El acceso a la información judicial tiene una doble vertiente, como mecanismo de combate a la corrupción y rendición de cuentas, y como herramienta para coadyuvar al acceso a la justicia en términos de equidad e imparcialidad. Y precisamente eso fue lo que aquí se hizo en esa nota referida firmada por el reportero Mathieu Tourliere. Allí se privilegió el dato duro, comprobable, verificable y no la opinión de cualquier tipo, menos aquella que bien pudiera ser extraída del reducido ámbito de lenguaje del señor Salinas Pliego.

En esa nota de referencia, se ­desarrolla cómo el juzgador de la ­causa mantuvo una parcialidad a favor de los intereses del señor Salinas Pliego. La respuesta de Salinas Pliego llegó esa misma noche del sábado –que ­Proceso llega a sus suscriptores– en sus redes sociales con una narrativa que pone de relieve la catadura de ese personaje, donde el dato duro se rebate con el insulto, la argumentación con frases injuriosas por sí mismas y, al final del día, ofrece a Proceso nuevas pruebas supervinientes en este caso judicial.

No todo es malo en el uso del conspicuo lenguaje del señor Salinas. Seguro estoy que su discurso servirá en las escuelas de comunicación y periodismo para ilustrar lo que no se debe hacer en materia de libertad de expresión y se genera un estudio de caso de cómo se materializa el discurso que la Suprema Corte de Justicia de la Nación no tutela. Y es que no es para menos.

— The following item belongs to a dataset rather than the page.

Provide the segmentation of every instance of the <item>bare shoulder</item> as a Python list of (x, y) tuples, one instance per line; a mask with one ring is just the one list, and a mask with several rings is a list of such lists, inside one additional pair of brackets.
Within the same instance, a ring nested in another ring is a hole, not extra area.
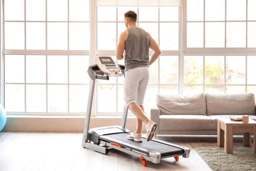
[(120, 35), (120, 38), (123, 39), (124, 40), (126, 40), (127, 37), (128, 37), (128, 35), (129, 35), (129, 31), (128, 30), (124, 30), (121, 34)]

En ese sentido, la Suprema Corte de Justicia de la Nación ha hecho suyo el criterio de que “la Constitución no reconoce el derecho al insulto o a la injuria gratuita” (amparo directo en revisión 28/2010) al retomar la postura sobre el tema del Tribunal Constitucional Español, el cual desde el siglo pasado ha establecido que “la libertad de expresión dispone de un campo de acción que viene sólo delimitado por la ausencia de expresiones indudablemente injuriosas sin relación con las ideas u opiniones que se expongan y que resulten innecesarias para la exposición de las mismas” (STC 105/1990, de 6 Jun., 336/1993, de 15 Nov. y 99/2002,de 6 May., entre otras)”.

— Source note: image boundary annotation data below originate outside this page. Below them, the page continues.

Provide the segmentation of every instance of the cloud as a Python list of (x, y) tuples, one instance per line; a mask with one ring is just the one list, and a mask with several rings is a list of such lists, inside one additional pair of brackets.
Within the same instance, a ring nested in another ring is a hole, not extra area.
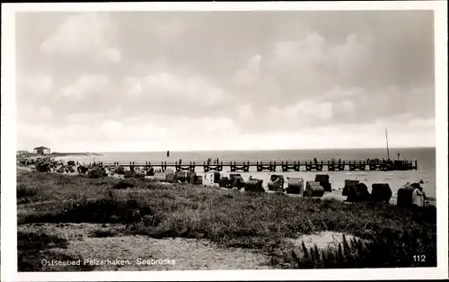
[(84, 13), (69, 16), (40, 45), (50, 57), (81, 57), (120, 61), (120, 53), (109, 44), (110, 19), (106, 13)]
[(101, 75), (85, 75), (80, 76), (73, 84), (61, 89), (58, 93), (62, 97), (84, 99), (89, 95), (104, 93), (110, 78)]
[(383, 146), (385, 127), (399, 145), (435, 141), (431, 13), (48, 13), (17, 22), (19, 142), (28, 146)]
[(19, 95), (27, 93), (30, 95), (44, 96), (54, 87), (53, 78), (48, 75), (20, 75), (17, 79)]

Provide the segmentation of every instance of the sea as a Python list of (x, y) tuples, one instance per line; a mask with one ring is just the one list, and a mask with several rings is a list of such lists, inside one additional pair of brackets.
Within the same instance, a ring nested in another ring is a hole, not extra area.
[[(305, 161), (318, 160), (364, 160), (364, 159), (386, 159), (388, 154), (391, 159), (405, 159), (418, 161), (418, 169), (413, 171), (393, 171), (393, 172), (370, 172), (370, 171), (344, 171), (344, 172), (282, 172), (278, 167), (277, 172), (257, 172), (255, 167), (251, 167), (252, 172), (239, 172), (245, 181), (252, 176), (264, 181), (264, 186), (269, 181), (271, 174), (283, 174), (286, 177), (301, 177), (305, 181), (314, 181), (316, 174), (329, 174), (332, 189), (340, 190), (345, 185), (345, 180), (357, 180), (364, 182), (371, 189), (374, 183), (388, 183), (393, 191), (391, 202), (396, 202), (397, 190), (407, 182), (413, 183), (422, 181), (421, 184), (427, 196), (436, 198), (436, 148), (390, 148), (386, 149), (326, 149), (326, 150), (264, 150), (264, 151), (191, 151), (176, 152), (171, 151), (167, 157), (167, 152), (98, 152), (101, 155), (89, 156), (64, 156), (58, 159), (65, 161), (74, 160), (80, 163), (89, 163), (93, 162), (151, 162), (160, 163), (161, 162), (182, 163), (197, 162), (202, 163), (208, 158), (218, 159), (220, 162), (256, 162), (256, 161)], [(398, 155), (399, 154), (399, 155)], [(224, 167), (224, 174), (229, 173), (229, 167)], [(204, 174), (202, 167), (198, 167), (197, 172)], [(207, 175), (205, 175), (207, 178)]]

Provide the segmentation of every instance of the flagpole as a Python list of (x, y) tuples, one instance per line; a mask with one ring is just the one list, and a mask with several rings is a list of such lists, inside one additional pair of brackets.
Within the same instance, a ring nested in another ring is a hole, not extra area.
[(386, 128), (385, 128), (385, 139), (387, 140), (387, 158), (388, 160), (390, 160), (390, 149), (388, 148), (388, 132)]

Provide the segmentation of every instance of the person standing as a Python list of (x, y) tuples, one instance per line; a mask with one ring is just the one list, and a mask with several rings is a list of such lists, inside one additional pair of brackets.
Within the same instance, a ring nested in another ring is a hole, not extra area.
[(422, 187), (419, 185), (415, 188), (413, 193), (411, 194), (411, 204), (414, 207), (423, 207), (425, 206), (426, 193), (422, 190)]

Cuantas veces sea necesario, ­Proceso habrá de informar a sus lectores de la evolución de este caso judicial como un mecanismo para inhibir conductas ajenas a derecho, generar incentivos para el juzgador honesto que hace su labor jurisdiccional ceñido únicamente al mandato de la ley y honrar el derecho a la información de la opinión pública.